Les contrats à terme sur l'huile de palme malaisienne chutent sous l'effet d'une demande à l'export faible
Les contrats à terme sur l'huile de palme malaisienne ont perdu plus de 1 % lundi, sous l'effet d'une demande à l'export faible et d'une production d'avril attendue en hausse. Le contrat de référence FCPO pour juillet a clôturé en baisse de 62 ringgits, à 4 535 ringgits la tonne, les exportations reculant de 15,7 à 17 % sur un mois.
Le contrat de référence clôture en baisse de 1,35 %
Les contrats à terme sur l'huile de palme malaisienne ont perdu plus de 1 % lundi, pénalisés par une demande atone sur les principaux marchés acheteurs alors que la production augmente, rapporte UkrAgroConsult. Le contrat de référence FCPO1 pour livraison en juillet à la Bursa Malaysia Derivatives Exchange a cédé 62 ringgits, soit 1,35 %, pour clôturer à 4 535 ringgits (1 148,10 dollars) la tonne métrique. Le contrat avait gagné 0,39 % lors de la séance précédente.
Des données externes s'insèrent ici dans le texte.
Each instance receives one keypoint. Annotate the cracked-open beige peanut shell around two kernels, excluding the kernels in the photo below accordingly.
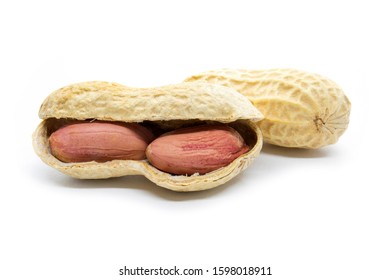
(169, 106)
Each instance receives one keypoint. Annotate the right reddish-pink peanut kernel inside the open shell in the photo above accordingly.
(200, 149)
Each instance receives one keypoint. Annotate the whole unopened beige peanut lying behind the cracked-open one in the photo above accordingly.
(301, 109)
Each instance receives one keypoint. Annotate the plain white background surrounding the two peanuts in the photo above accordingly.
(307, 214)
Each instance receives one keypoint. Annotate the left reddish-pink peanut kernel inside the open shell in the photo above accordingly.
(100, 142)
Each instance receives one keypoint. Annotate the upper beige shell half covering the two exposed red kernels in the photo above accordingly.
(184, 101)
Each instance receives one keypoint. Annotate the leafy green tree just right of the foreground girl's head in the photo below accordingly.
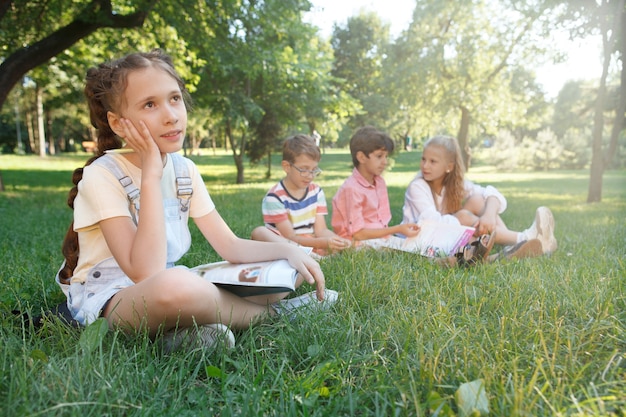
(261, 69)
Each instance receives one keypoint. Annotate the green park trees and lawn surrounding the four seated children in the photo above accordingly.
(545, 335)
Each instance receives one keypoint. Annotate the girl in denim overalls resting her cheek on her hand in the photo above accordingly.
(124, 269)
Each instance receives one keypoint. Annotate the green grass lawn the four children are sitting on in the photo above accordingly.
(547, 335)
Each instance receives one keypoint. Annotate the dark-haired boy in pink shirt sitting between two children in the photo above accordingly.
(361, 205)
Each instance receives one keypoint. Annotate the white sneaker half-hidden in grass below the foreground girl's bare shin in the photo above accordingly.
(206, 336)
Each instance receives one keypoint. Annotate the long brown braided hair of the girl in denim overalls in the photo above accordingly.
(104, 90)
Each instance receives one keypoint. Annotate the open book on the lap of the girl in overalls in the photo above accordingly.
(251, 278)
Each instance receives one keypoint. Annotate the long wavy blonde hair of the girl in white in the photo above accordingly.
(453, 180)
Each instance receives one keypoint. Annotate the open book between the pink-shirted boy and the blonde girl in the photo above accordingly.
(435, 239)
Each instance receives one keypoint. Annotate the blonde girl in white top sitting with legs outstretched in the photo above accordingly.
(439, 192)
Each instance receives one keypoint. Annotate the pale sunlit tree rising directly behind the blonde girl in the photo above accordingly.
(469, 64)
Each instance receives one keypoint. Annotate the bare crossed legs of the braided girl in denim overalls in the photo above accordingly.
(177, 297)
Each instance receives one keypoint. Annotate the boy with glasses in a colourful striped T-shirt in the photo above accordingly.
(295, 208)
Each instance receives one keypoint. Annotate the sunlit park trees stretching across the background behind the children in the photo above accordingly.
(257, 72)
Ce mouvement s'explique par des chiffres d'exportation plus faibles conjugués à la prévision d'une production accrue en avril, selon Anilkumar Bagani, responsable de la recherche sur les matières premières au sein du courtier Sunvin Group, basé à Bombay. « Les achats dans les pays cibles ont été très faibles, à l'exception de quelques acquisitions chinoises la semaine dernière, mais cela n'a pas suffi à soutenir durablement les prix de l'huile de palme », a-t-il déclaré.
Les exportations reculent jusqu'à 17 %
Le contrôleur de cargaisons AmSpec Agri Malaysia a indiqué que les exportations malaisiennes d'huile de palme ont chuté de 17 % par rapport au mois précédent entre le 1er et le 25 avril. D'autres experts en cargaisons cités par UkrAgroConsult évaluent le recul entre 15,7 et 16,8 % sur la même période. La baisse des expéditions souligne à quel point la demande a été faible sur la plupart des destinations, hormis des achats ponctuels de la Chine.
L'huile de palme suit les huiles végétales concurrentes tandis qu'elle se bat pour des parts sur le marché mondial des huiles alimentaires. Le contrat actif d'huile de soja à Dalian a reculé de 0,45 %, tandis que le contrat d'huile de palme CPO1 de Dalian a cédé 0,05 %. L'huile de soja au Chicago Board of Trade a progressé de 0,04 %.
Énergie et devise tirent dans des directions opposées
Tous les signaux ne pointent pas à la baisse. Les prix du pétrole brut ont bondi de près de 3 % après l'enlisement des pourparlers de paix entre les États-Unis et l'Iran et alors que les expéditions par le détroit d'Ormuz restent limitées, resserrant l'offre mondiale. Un brut plus ferme rend l'huile de palme plus attrayante comme matière première pour le biodiesel. Tongguan Jinyuan Futures a noté dans une analyse que l'incertitude autour du détroit d'Ormuz soutient les prix de l'énergie et des biocarburants.
La demande de biocarburants offre un autre plancher. L'Indonésie poursuit sa politique de biodiesel B50, une étape qui pourrait soutenir la consommation d'huile de palme. Dans le même temps, le ringgit s'est raffermi de 0,3 % face au dollar, renchérissant la marchandise pour les acheteurs en devise étrangère et pesant davantage sur la demande à l'export.
Ce que cela signifie pour le marché
- La faiblesse de la demande physique depuis la plupart des destinations plafonne les prix malgré des marchés de l'énergie fermes.
- La Chine reste le principal acheteur actif, mais ses acquisitions n'ont pas suffi à relever durablement le marché.
- La hausse de la production d'avril et un ringgit plus fort jouent contre les exportateurs, tandis que la fermeté du brut et la politique B50 de l'Indonésie apportent un soutien partiel.
Pour les importateurs, le repli à 4 535 ringgits la tonne offre un point d'entrée moins cher, même si le ringgit plus ferme rogne une partie de cet avantage pour les acheteurs en devise étrangère. Pour les exportateurs, la combinaison d'une demande atone et d'une production en hausse maintient la pression sur les prix face à l'huile de soja.